Many people assume that writing is the “flowy one” and editing is the “controlled” one. I however disagree. I think both can be flowy and both can be controlled. You split them up because they get in the way of each other when you do them together, not because one is fundamentally flowy and one is fundamentally controlling.
Editing, when it is going well for me, often actually is pretty freeing as well - almost like the writing - actually often more free and more good feelings than the writing. I feel more like myself, and more like myself in the process of being and becoming myself, when the editing is healthy, when I am healthy.
There are certain things I can do while half asleep. Playing the flute, loading the dishwasher, now, newly, playing Ode to Joy on the guitar. Editing is also on that list. I’m a good editor and have done editing work for students while extremely sleepy or sick and it’s been good. Whatever kinds of “control” that are involved in editing are soft enough, or preset enough, that it doesn’t actually require that much control in the moment, in the way one might need a lot of control when assembling machines together.
I think when editing is easy, editing is reading but in a setup where making edits is easy (aka on a computer, with a keyboard, etc.) aka you are just reading, but then with active imagination around “what you are seeing on the screen” and “what you wish you were reading” or “what you are saying in your head from what you are reading” and then putting in the missing pieces, like adding brushstrokes to a painting (or painting Warhammer figurines what they are supposed to look like, the colors.) When it is going well it really does feel a lot like “needs more green, here, there we go.” Aka, you are just reading, but with your paintbrush ready.
If I am feeling too sick to read anything, it makes sense that I am feeling too sick to “edit” anything. If you are too tired to be reading something of the complexity level of the writing you are editing, then you are too tired to be editing it.
This kind of editing also makes sense even if I have to reorganize a bunch, in that I still have to “read it” and then feel where it has to go, perhaps like making a collage rather than painting.

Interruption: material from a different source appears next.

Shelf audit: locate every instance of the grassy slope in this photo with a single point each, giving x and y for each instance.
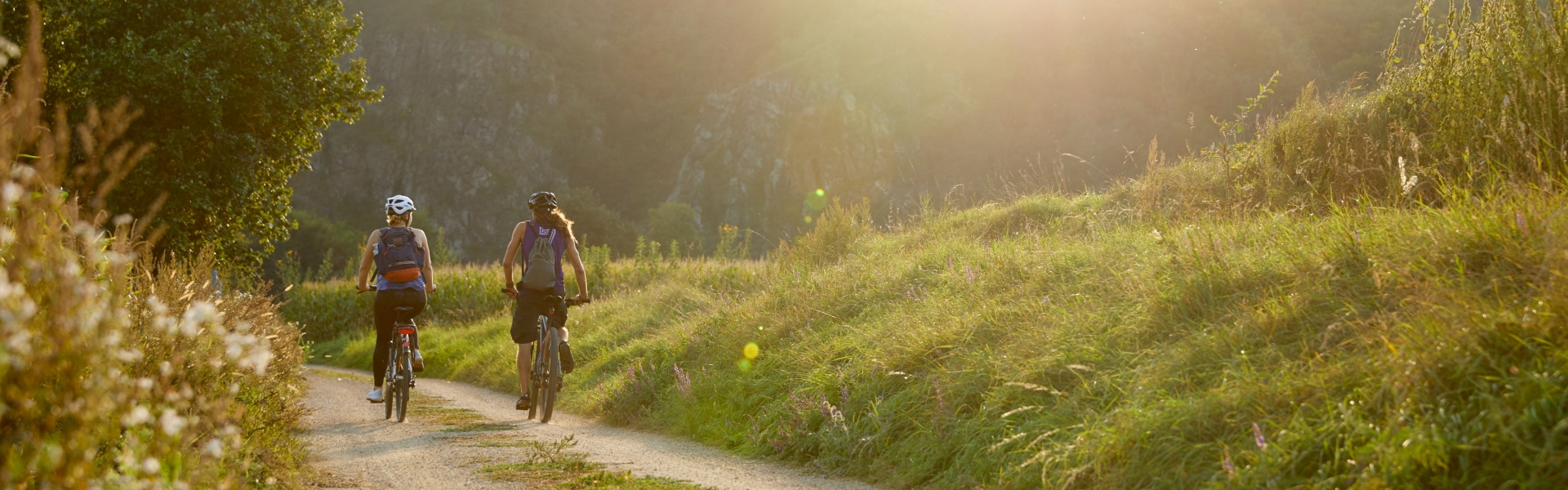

I’d also learned over the years that “having feelings” can be labor intensive. Usually for editing to be productive, I need a 1.5 hr chunk of time, so that I can have the feelings and then have the next feelings, and then the next feelings, enough to do a chunk through to the point of legibility for future me.
And then, I also see why a lot of people do a chunk of writing, then put it in a drawer for 1-3 months, before touching it again, while they work on something else. This way they can come back to it with renewed curiosity and interest in “reading” what they’d written before. Rereading your own writing can be a lot of fun, but often not right after you just wrote it...your feelings and senses are kind of burned in funny ways from the act of the writing, and those senses usually need something nutritious to revive and rehydrate them, so they can go again.
This differentiator around “editing” == “reading” and writing being something else, ought make one feel a lot more secure around, “I can’t do this kind of editing right now because I can’t do this kind of reading right now” in a way that really makes sense to me. I can do some kinds of reading and some kinds of writing, but if I cannot do something like read the complexity of my own work as written when I was feeling well and writing it then editing it would also not be on the table for me.
Weirdly, I’d been able to do some of my writing/editing for my contract writing job a wee bit while sick. In some ways it’s easier!
Now that I’d written it all out, my feelings feel a lot less like “I don’t know how to edit this” (this being, my book draft) and a lot more like “frustration at not getting to edit” in a way that’s similar to a little kid “not being allowed to go to the ice rink yet.” It’s really fun but I can’t do it yet.